Environmental Changes
In the months since the first meeting in March 2002, three states have discussed recognition of an advanced-practice radiologic technologist with an expanded scope of practice. These states are Kentucky, Washington, and Montana. The ACR is working closely with these state chapters. The ACR would like to slow state legislation pending a national solution to this issue through efforts with the ASRT and a resolution at the national meeting.
The ACR sent out an ACR E-News to members on September 22 alerting them to recent legislative and regulatory activity on the subject and discussing the ACR work on a solution that is likely to come before the ACR Council in May 2003. The E-News piece also requested feedback from members on the use of ancillary personnel to assist radiologists. The ACR received 39 responses from members. Fifteen of the responses were negative. Most of those comments focused on scope of practice with some expressing the concern that the RAs would become the nurse anesthetists of the radiology community. Twenty-four responses were quite favorable, with most stating that they already employ someone at their offices to perform a broad array of radiology procedures.
The ASRT reports that several academic institutions have initiated the development of university-based academic programs that encompass advanced clinical roles for radiologic technologists. The ASRT has entered into discussions with these programs in order to make them consistent with the RA concept.
Issues
The potential development of an RA program is not without its concerns. For instance, it is difficult to determine what effect the development of the RA will have on the radiologic technologist and radiologist workforce shortages. The ACR is quite concerned that the development of the RA will lead some to seek greater scope of practice than that currently envisioned. The ACR is also concerned about potential reimbursement issues from Medicare and other third-party payers from the increased involvement of the RA in radiological exams. Some changes in ACR policy and Medicare policy will need to be made. Further, the ACR will need to work with the ASRT and ARRT to make sure that RAs and their scope of practice are clearly delineated in state statutes and/or regulations.

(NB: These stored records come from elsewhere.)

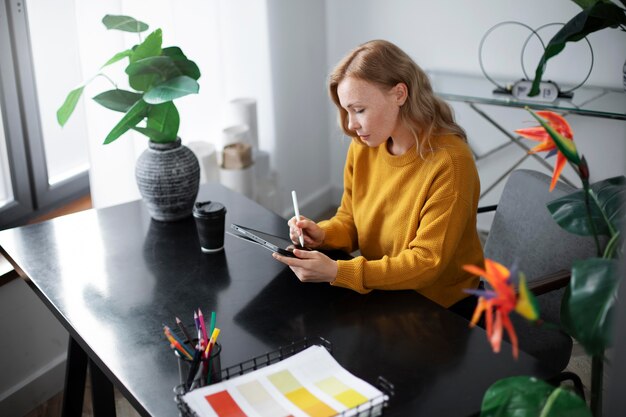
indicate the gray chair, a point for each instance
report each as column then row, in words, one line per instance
column 524, row 234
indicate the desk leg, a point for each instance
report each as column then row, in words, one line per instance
column 102, row 394
column 75, row 372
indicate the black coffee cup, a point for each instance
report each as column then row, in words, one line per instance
column 210, row 217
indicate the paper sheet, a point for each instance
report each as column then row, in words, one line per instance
column 310, row 383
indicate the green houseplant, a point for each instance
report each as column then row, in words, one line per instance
column 167, row 173
column 596, row 15
column 597, row 211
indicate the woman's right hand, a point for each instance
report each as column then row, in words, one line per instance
column 312, row 233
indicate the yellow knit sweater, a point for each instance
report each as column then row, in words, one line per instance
column 413, row 219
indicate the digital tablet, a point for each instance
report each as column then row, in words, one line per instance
column 271, row 242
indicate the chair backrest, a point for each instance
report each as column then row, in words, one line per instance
column 524, row 233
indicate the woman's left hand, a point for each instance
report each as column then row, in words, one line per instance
column 310, row 266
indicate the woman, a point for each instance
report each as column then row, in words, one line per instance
column 410, row 186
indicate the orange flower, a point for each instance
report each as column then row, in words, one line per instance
column 541, row 134
column 497, row 303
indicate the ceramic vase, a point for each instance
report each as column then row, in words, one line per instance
column 168, row 176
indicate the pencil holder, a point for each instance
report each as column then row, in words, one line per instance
column 208, row 371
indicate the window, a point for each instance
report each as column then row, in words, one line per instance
column 39, row 169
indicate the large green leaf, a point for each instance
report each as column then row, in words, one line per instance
column 185, row 66
column 67, row 108
column 135, row 114
column 117, row 100
column 588, row 304
column 124, row 23
column 570, row 211
column 164, row 118
column 162, row 66
column 150, row 47
column 600, row 15
column 524, row 396
column 171, row 90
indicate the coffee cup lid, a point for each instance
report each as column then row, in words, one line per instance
column 208, row 209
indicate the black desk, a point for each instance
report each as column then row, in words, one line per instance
column 113, row 276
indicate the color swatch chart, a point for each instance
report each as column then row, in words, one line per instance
column 308, row 384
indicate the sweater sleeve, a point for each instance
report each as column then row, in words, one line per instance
column 418, row 266
column 340, row 230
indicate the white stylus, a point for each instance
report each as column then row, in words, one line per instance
column 294, row 197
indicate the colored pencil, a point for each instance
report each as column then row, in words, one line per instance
column 203, row 327
column 184, row 330
column 173, row 339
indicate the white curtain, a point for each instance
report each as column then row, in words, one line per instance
column 228, row 40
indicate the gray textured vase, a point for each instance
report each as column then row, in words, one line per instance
column 168, row 176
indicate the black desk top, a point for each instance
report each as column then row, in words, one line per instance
column 113, row 277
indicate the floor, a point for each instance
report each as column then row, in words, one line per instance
column 579, row 362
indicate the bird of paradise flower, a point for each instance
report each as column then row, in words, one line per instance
column 556, row 137
column 499, row 301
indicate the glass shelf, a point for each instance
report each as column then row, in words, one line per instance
column 586, row 101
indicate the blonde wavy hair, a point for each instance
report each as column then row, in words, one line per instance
column 384, row 64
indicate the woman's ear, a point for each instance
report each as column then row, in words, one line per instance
column 401, row 93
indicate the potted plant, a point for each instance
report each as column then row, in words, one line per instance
column 167, row 173
column 596, row 15
column 597, row 211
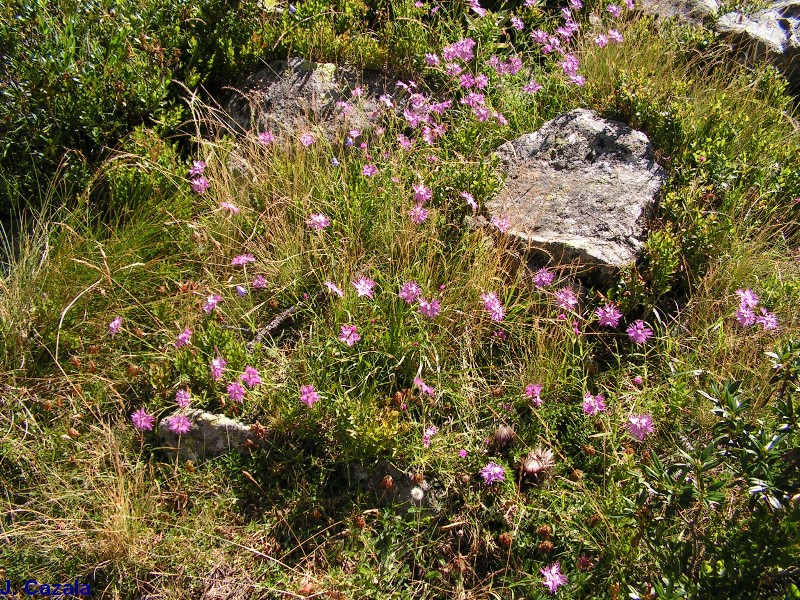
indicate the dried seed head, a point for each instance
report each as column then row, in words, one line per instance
column 585, row 563
column 538, row 463
column 503, row 437
column 544, row 531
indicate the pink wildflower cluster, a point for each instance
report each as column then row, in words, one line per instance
column 424, row 388
column 533, row 391
column 609, row 315
column 553, row 577
column 639, row 332
column 640, row 425
column 308, row 395
column 199, row 183
column 593, row 404
column 318, row 221
column 745, row 314
column 493, row 306
column 428, row 434
column 543, row 277
column 493, row 473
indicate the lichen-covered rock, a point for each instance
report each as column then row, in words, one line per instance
column 210, row 435
column 772, row 34
column 288, row 94
column 579, row 189
column 693, row 11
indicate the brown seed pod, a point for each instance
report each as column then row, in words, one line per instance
column 503, row 437
column 546, row 546
column 538, row 464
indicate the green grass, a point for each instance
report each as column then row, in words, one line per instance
column 298, row 515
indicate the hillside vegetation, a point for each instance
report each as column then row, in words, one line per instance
column 632, row 440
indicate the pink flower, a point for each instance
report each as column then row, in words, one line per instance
column 424, row 388
column 308, row 395
column 566, row 299
column 492, row 473
column 250, row 377
column 640, row 426
column 421, row 193
column 429, row 309
column 349, row 335
column 543, row 277
column 593, row 404
column 475, row 5
column 428, row 434
column 183, row 338
column 210, row 303
column 410, row 291
column 553, row 577
column 609, row 315
column 639, row 332
column 242, row 259
column 531, row 87
column 217, row 367
column 493, row 306
column 470, row 200
column 318, row 221
column 767, row 320
column 235, row 391
column 533, row 391
column 183, row 398
column 197, row 168
column 142, row 420
column 334, row 289
column 745, row 316
column 114, row 326
column 364, row 287
column 462, row 49
column 501, row 223
column 418, row 214
column 179, row 424
column 748, row 298
column 200, row 184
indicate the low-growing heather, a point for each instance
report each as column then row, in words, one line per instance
column 429, row 418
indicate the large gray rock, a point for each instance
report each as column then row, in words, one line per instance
column 210, row 435
column 693, row 11
column 772, row 34
column 296, row 93
column 580, row 189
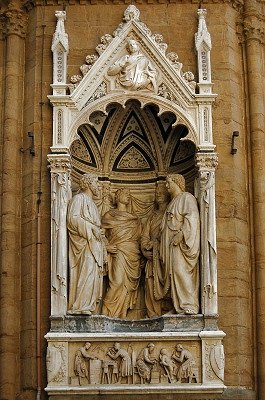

The ACR is also concerned about the effects of not acting. With various programs already adopting ancillary personnel to perform a variety of services, lack of participation will affect our ability to: (1) ensure patient safety by allowing only properly trained personnel to provide radiological services to patients; (2) ensure that these ancillary personnel are not allowed to practice without appropriate physician supervision; and (3) ensure that there are not 50 different state scope-of-practice laws allowing these ancillary personnel to perform a variety of services the outcome of which may be based more on political expediency than quality patient care.
Summary
The ACR believes that the development of the RA should help alleviate the workforce shortages for radiologic technologists by creating a professionally satisfying career path. The ACR accepts that the RA, as envisioned, will alleviate some of the time pressures placed on radiologists as a result of their workforce shortages. The ACR also trusts that working with the ASRT and ARRT will increase our chances for successful scope of practice delineation at the state legislative and regulatory levels.
The RA will undoubtedly change the way radiology is currently being practiced. However, environmental forces are already changing the way radiology is being practiced. The ACR has a choice to lead on the issue and try to effect a positive outcome from the beginning or continue to allow the process to evolve as market and political pressures warrant. As the leader in the profession, the ACR believes that it is in the best interest of its members and the profession to develop reasoned solutions to the workforce shortage while doing the best it can to ensure the best for our patients. We believe this approach strikes that important balance.